Alain Rittemer, ambulancier et chef des secouristes du canton du Valais, note pour sa part que « les sauveteurs, pourtant aguerris, ont été bouleversés. Ce qu’on entendait d’abord, ce sont les cris des enfants, et c’est quelque chose qu’il est impossible de raconter ». De fait, comme l’a dévoilé la version en ligne de 20 minutes, la plupart des secouristes intervenus sur l’accident, dont au moins dix ont été tout particulièrement marqués, ont eu recours à une cellule psychologique mise en place dans les premières heures qui ont suivi leur travail dans le tunnel sinistré. Selon Alain Rittemer, des psychologues ont ainsi pris en charge des secouristes, des pompiers et divers personnels sanitaires en leur faisant ôter leur habit de travail, pour les "extraire du contexte", et entamer un dialogue.

Les personnes les plus choquées auraient par la suite été dirigées vers des médecins. Des cellules psychologiques se sont également constituées hors de Suisse, dans les villes d’où sont originaires les enfants. En France, Didier Cremniter, médecin psychiatre et référant de la cellule d’urgence médico-psychologique au Samu de Paris, s’est confié au journal Métro. Cet expert a ainsi rappelé que, dans l’hexagone, des cellules d’urgence médico-psychologiques ont vu le jour au lendemain de la série d’attentats à Paris en 1995. Et, selon ce médecin, ce type d’intervention serait plutôt efficace : « Durant la première guerre mondiale, les psychiatres militaires ont pu guérir, dans le cas d’une intervention précoce, des soldats chez qui les combats ont engendré une paralysie mentale ».

Ce dernier prévient cependant que « dans le cas d’un accident particulièrement violent comme celui du car en Suisse, on peut redouter un nombre important de traumatismes psychiques. Dans l’entourage des victimes il pourrait y avoir des manifestations d’agressivité, de déni ou des réactions délirantes ». Christian Navarre, psychiatre et auteur de "Psy des catastrophes", une œuvre narrant dix années de travaux lors de grandes catastrophes telles que le tsunami, la guerre au Kosovo ou le crash de Charm-El-Cheikh avec toujours un même constat de « souffrance psychique intense », est pour sa part intervenu dans l’hebdomadaire L’Express.

Et il insiste lui aussi sur les bienfaits d’un accompagnement précoce des intervenants et de l’entourage des victimes : « Dans une cellule psychologique, les psychologues mettent en place une psychothérapie d’urgence.

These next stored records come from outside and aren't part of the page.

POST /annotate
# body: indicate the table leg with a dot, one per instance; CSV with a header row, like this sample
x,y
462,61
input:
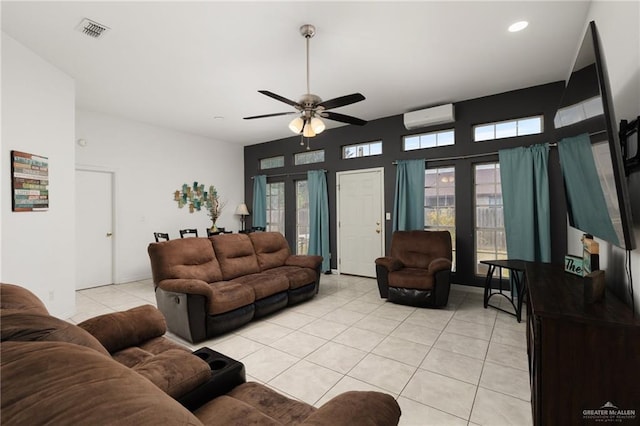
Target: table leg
x,y
487,285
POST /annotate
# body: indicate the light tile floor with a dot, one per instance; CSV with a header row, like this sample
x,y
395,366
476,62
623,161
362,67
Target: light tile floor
x,y
463,365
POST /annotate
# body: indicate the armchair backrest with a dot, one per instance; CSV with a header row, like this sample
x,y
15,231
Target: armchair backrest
x,y
416,249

Suite à l’accident survenu en Suisse, un débriefing et des prescriptions d’anxiolytiques et de somnifères contribueront à aider les personnes sous le choc ». L’intéressé estime que la prise en charge devra se faire au cas par cas : « L’oubli sera impossible, mais certains continueront d’entendre les cris alors que d’autres culpabiliseront d’avoir survécu. Les parents ne se remettront jamais d’avoir perdu leur enfant, quant aux sauveteurs, ils ont eu une vision de guerre. Des stress traumatiques feront probablement surface ».